On Saturday Ryan's family came in. It was so nice to visit everyone. Lynlee has a cousin named Skylar that is 5 years old. They played together all day long! I was so proud of her. She's never been around a lot of kids and hasnt' always been the nicest too them but I have to say she did very well on Saturday. She definitely looked up to Skylar and wanted to do everything she did which included eating :)
As I was going through the pictures I was cracking up. I had forgot my camera so Janna let me have her pictures. I cropped a few of Lynlee because she was obviously the only one that knew the camera was out. Go Figure!
Yesterday was my sister's baby shower. Have I told you guys I'm getting a nephew in just a few weeks? Well April 24th to be exact a C-Section is scheduled unless he decides to come early!
After the shower we headed out to Pittsburgh. Of course Lynlee was being a diva in the back seat.. Surprise, surprise!!
We stopped at TGI Fridays and had dinner.. It was the first time we've actually ordered Lynlee something to eat and drink. I seriously almost cried twice at dinner just watching her eat. She did so good, and was drinking like crazy. She even asked for 3 more sips before she would leave the table to get in the car! HA!
I actually thought this was going to be the highlight of our trip!
We got to the hotel around 9pm. 9pm is usually bed time for her but I guess since she had a long car ride and the excitement of a new place it was a little past 11 when she finally went to sleep. Followed by an early morning for Miss Thing, it made for a long day..

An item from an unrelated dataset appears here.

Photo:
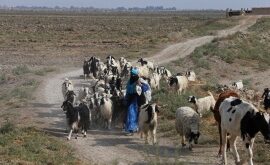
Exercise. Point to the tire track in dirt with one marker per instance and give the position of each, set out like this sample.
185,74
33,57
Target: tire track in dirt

Blood work was actually a breeze today. We told Lynlee if she did well we would stop and do some shopping. They got her on the first stick. There are the moments I've came to be thankful for. That my baby only has to be stuck once or twice instead of 3 or 4 times. But none of those great things even compared to the new we got from the doctors.. They said our next appointment would be on our one year Anniversary in December and we could go to monthly bloodwork instead of weekly. I really think I was more happy about the later of the two. I honestly don't mind the trips to Pittsburgh. We've only done them since Lynlee was born, but I'm not complaining. I don't mind just going up to go to the zoo and to come home! But the monthly labs mean sooo much to me. I know Lynlee's veins are getting bad. They've been used a lot lately so we will welcome the much needed break.
We stopped by the outlets and I guess Lynlee was very good. She came home with more than a couple shirts!
Well this momma is tired. We will continue to take it day by day. Pray that Lynlee doesn't have any plans to visit the hospital before December but if she does we will manage. And we'll definitely be Thanking God for our many blessings again tonight.